Imaginary rollouts generated by an imperfect model can drigt for long horizons. Source:

The solution is to replan at each time step and execute only the first planned action in the real environment.

Constantly replanning allows to correct the trajectories. Source:

Model Predictive Control iteratively plans complete trajectories, but only selects the first action.

A neural network can be used to learn the model in an MPC architecture. Source: (Nagabandi et al., 2017).

The planner can actually be anything, it does not have to be a RL algorithm. For example, it can be iLQR (Iterative Linear Quadratic Regulator), a non-linear optimization method (see

Alternatively, one can use random-sampling shooting:

  1. in the current state, select a set of possible actions.
  2. generate rollouts with these actions and compute their returns using the model.
  3. select the action whose rollout has the highest return.

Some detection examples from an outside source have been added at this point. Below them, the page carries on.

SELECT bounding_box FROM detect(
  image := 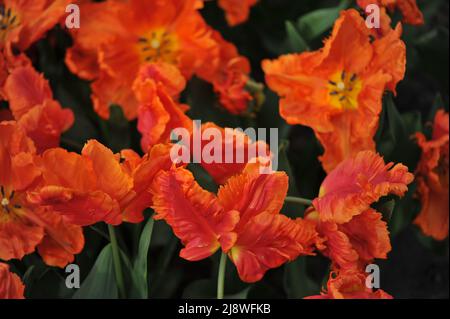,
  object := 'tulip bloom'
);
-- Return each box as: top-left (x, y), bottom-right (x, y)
top-left (218, 0), bottom-right (258, 26)
top-left (133, 63), bottom-right (192, 151)
top-left (3, 65), bottom-right (74, 153)
top-left (152, 163), bottom-right (317, 282)
top-left (66, 0), bottom-right (251, 121)
top-left (0, 262), bottom-right (25, 299)
top-left (306, 151), bottom-right (413, 270)
top-left (0, 122), bottom-right (84, 267)
top-left (262, 9), bottom-right (406, 172)
top-left (414, 110), bottom-right (449, 240)
top-left (29, 140), bottom-right (176, 226)
top-left (0, 0), bottom-right (71, 51)
top-left (357, 0), bottom-right (424, 25)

The main advantage of MPC is that you can change the reward function (the goal) on the fly: what you learn is the model, but planning is just an optimization procedure. You can set intermediary goals to the agent very flexibly: no need for a well-defined reward function. Model imperfection is not a problem as you replan all the time. The model can adapt to changes in the environment (slippery terrain, simulation to real-world).

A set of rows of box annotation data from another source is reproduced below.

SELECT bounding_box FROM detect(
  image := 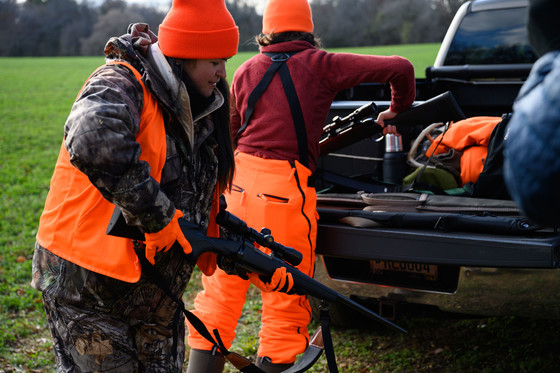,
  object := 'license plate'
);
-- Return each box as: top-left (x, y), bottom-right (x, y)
top-left (371, 260), bottom-right (437, 280)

Another approach to MB RL is to augment MF methods with MB rollouts. The MF algorithm (e.g. Q-learning) learns from transitions (s, a, r, s') sampled either with:

  • real experience: interaction with the environment.
  • simulated experience: simulation by the model.

If the simulated transitions are good enough, the MF algorithm can converge using much less real transitions, thereby reducing its sample complexity. The Dyna-Q algorithm (Sutton, 1990) is an extension of Q-learning to integrate a model M(s, a) = (s', r'). The model can be tabular or approximated with a NN.

  • Initialize values Q(s, a) and model M(s, a).

  • for t \in [0, T_\text{total}]:

    • Select a_t using Q, take it on the real environment and observe s_{t+1} and r_{t+1}.

    • Update the Q-value of the real action:

    \Delta Q(s_t, a_t) = \alpha \, (r_{t+1} + \gamma \, \max_a Q(s_{t+1}, a) - Q(s_t, a_t))

    • Update the model:

    M(s_t, a_t) \leftarrow (s_{t+1}, r_{t+1})

    • for K steps:

      • Sample a state s_k from a list of visited states.

      • Select a_k using Q, predict s_{k+1} and r_{k+1} using the model M(s_k, a_k).

      • Update the Q-value of the imagined action:

      \Delta Q(s_k, a_k) = \alpha \, (r_{k+1} + \gamma \, \max_a Q(s_{k+1}, a) - Q(s_k, a_k))

Dyna-Q: RL with planning. Source: (Sutton and Barto, 1998).

It is interesting to notice that Dyna-Q is very similar to DQN and its experience replay memory. In DQN, the ERM stores real transitions generated in the past. In Dyna-Q, the model generates imagined transitions based on past real transitions.